[Date Prev][Date Next][Thread Prev][Thread Next][Date Index][Thread Index]

Blogging needs a whole new BAG...



Title: Message
    Just as "the web" has a TAG (Technical Architecture Group) I think Blogging needs a BAG (Blogging Architecture Group.) I believe that the charter for either the W3C or IETF Atom group should include a task to form a BAG and produce a Blogging Architecture.
    I raised this issue at this morning's informal "W3C meets Atom" meeting in New York where Eric Miller presented his arguments for why W3C is interested in Atom. Although I fear that opening this issue risks derailing the current process, I think that we should carefully consider the entire architecture or ecosystem of blogging while making the decision of which standards group should host Atom standardization.

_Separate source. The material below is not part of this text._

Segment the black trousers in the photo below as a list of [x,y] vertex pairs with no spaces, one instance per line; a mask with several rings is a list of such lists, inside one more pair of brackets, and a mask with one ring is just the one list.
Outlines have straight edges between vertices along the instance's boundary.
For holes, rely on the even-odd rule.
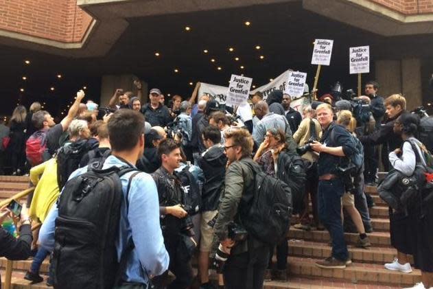
[[223,269],[226,289],[261,289],[269,262],[269,246],[231,255]]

    The Atom format and API are really only the tip of the iceberg when it comes to considering the full "architecture" of the blogosphere. My personal feeling is that whatever standards group "gets" Atom, that group should be willing and able to show their willingness not only to deal with the immediate issues of finalizing and formalizing the format and API, but also to deal effectively with the many other elements of the full blogging architecture. It would be very difficult, I think, to have part of the blogging problem being worked on at W3C and other parts of blogging worked on at IETF without serious and effective coordination between the two organizations. If both organizations are to be involved, at least one should take on the responsibility of providing an overall vision and architecture for the general problem -- not just  the specific issues of format and API.
 
    Some of the issues that need to be dealt with are: (this is a very incomplete list...)
 
    * Push vs. Pull: Currently, blogging is all about pull and polling. However, it is clear to many that the current approach simply won't scale. We can't have millions of aggregators polling and pulling from millions of Atom files without introducing massive resource consumption issues. Blogging works today in large part because it simply isn't a very popular or well known system. Unfortunately, it appears that the resource (bandwidth, etc.) that is required to support blogging increases at a rate which is greater than linear in relationship to the number of blogs and bloggers... (i.e. every new blogger reads more than one other blog and as more blogs come on line people tend to increase the number of blogs they read...)
    Clearly, we need to consider providing real "publish/subscribe" support for blogging and thus for Atom data. We need to deal with the question of "Push" not "Pull." Unfortunately, in order to get around firewall and NAT issues, this probably implies that connection/session oriented protocols be used. Thus, we should be looking at pushing Atom data over protocols currently used for instant messaging (Jabber/XMPP, SIMPLE, etc.), P2P, or epidemic protocols. But, the W3C currently only supports session-less protocols (yes, HTTP 1.1 is a little weird) that aren't really suitable for notification and push. Also, there appear to be quite a few "RESTafarians" in the W3C who might not be willing to deal with non-REST protocols. The IETF, on the other hand, has been the home of many session-oriented protocols and expertise more suitable for addressing the Push problem. Will W3C be willing to support push-based Atom?
 
    * Pinging: Blogging benefits from the various "pinging protocols" which currently depend on XML-RPC (a non-W3C protocol). These pinging protocols need to be extended to take into consideration the requirements of Atom (at least we need to be able to distinguish between an Atom feed and an RSS feed) and we should consider if the richness of the protocol should be expanded. For instance, given Atom's atom:id, it might make sense to allow the pinger to explicitly state which entries have been added or modified. We should also consider allowing a ping to pass the title, a summary, or other metadata relevant to the update that generated the ping. If "Push" is supported, we need to consider if Pinging should remain a distinct function or, is it just a special case of "push"?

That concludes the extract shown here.